Its been a while since I blogged...a lot has happened and now its talking stock time, sitting back and taking it all in, processing it and figuring it out....still looking for a book on how 'to do' life on Amazon but its a no go...see you think they sell everything! Pfft.

No more 'pfft' this week, to much to look forward to and to get me motivated via work oh and family and friends that make me feel loved...I'm a lucky Artist this Charlotte loony lady and I'm glad things happen in my life that make me a better person, however much they make me pfft...got to love this short life we have we're lucky to be living and breathing it eh.

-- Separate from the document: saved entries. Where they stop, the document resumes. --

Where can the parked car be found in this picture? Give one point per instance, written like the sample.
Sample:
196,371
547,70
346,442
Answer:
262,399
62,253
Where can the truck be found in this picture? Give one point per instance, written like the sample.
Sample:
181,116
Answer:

Night night, until next time xx *big Lotty hugs*

Wednesday, 8 June 2011

Humble

Humble; not proud or not believing that you are important
Strange, I never knew the actual dictionary definition of humble was that, when I first read it I thought that can’t be right, it sounds negative. Not to be proud – feeling proud makes you feel good and warm inside right? Not believing you are important – well that’s just being a plain silly Billy talk but I guess the explanation is inverted in itself if you look hard enough.
I feel very humble tonight for various reasons, I use it in the context that I’m very lucky to be living and breathing all the good and the bad things that drive along Lotty Road and knock on number 2 Lotty’s house. I’m a true believer in that there is always someone with much worse situations and bigger problems than your own; so even when there is a dip in the road of the life that is Lotty’s I always think’ for fuck sake pull your head out your artistic arse and get on with it’ It usually works, I have a busy but very cushy life compared to most. In my work I meet a lot of moaners and I’m like the big fuck off fire hose on their flames of complaining; the best thing to do to a moaner is to smile and say something positive, it floors them completely; you can see the complex puzzled look on their face – try it, its great.
I guess it’s my optimism in full force, sickening I know and don’t get me wrong I love a good moan myself…that’s what twitter’s for isn’t it? It really is the place I only ever really moan, I’m sickeningly bright and chirpy most the time; only when I’m in a certain mood and get quiet time to myself I start thinking too much and get melancholy. I guess that’s therapeutic in itself and everyone needs that.
I rarely get bored though, hardly ever; but strangely when the social worker asked me recently (adoption social worker, I’m not in care or anything) what my hobbies where, I had to make some up on the spot (I don’t think she believed me when I said Olympic high jumper, not with these short arse legs anyway) I guess my hobby is my work, I’m blessed that way. So what keeps me amused? That’s easy, myself and my mind, my thoughts, my take on my life, on this life, on this precious life we have. My thoughts usually take me around the world and back again and then they happily curl up under a duvet and rest for hopefully at least six hours. My thoughts as everyone’s I suppose are similar, some complex, some simple, certain things grab my mind and fiddle with the workings like a child that just has to touch things in a shop. People I meet, things I see, sometimes even something I see every day and I start thinking about how it got there and how long it’s been there and how long will it be there when I’m not – see shit like that, your catching my drift now and probably falling asleep. I don’t blame you I bore myself sometimes. Maybe that should be my new hobby, helping people to sleep by writing endless tosh about the workings of my mind; I’ll ring the social worker tomorrow and get her to add it to the list.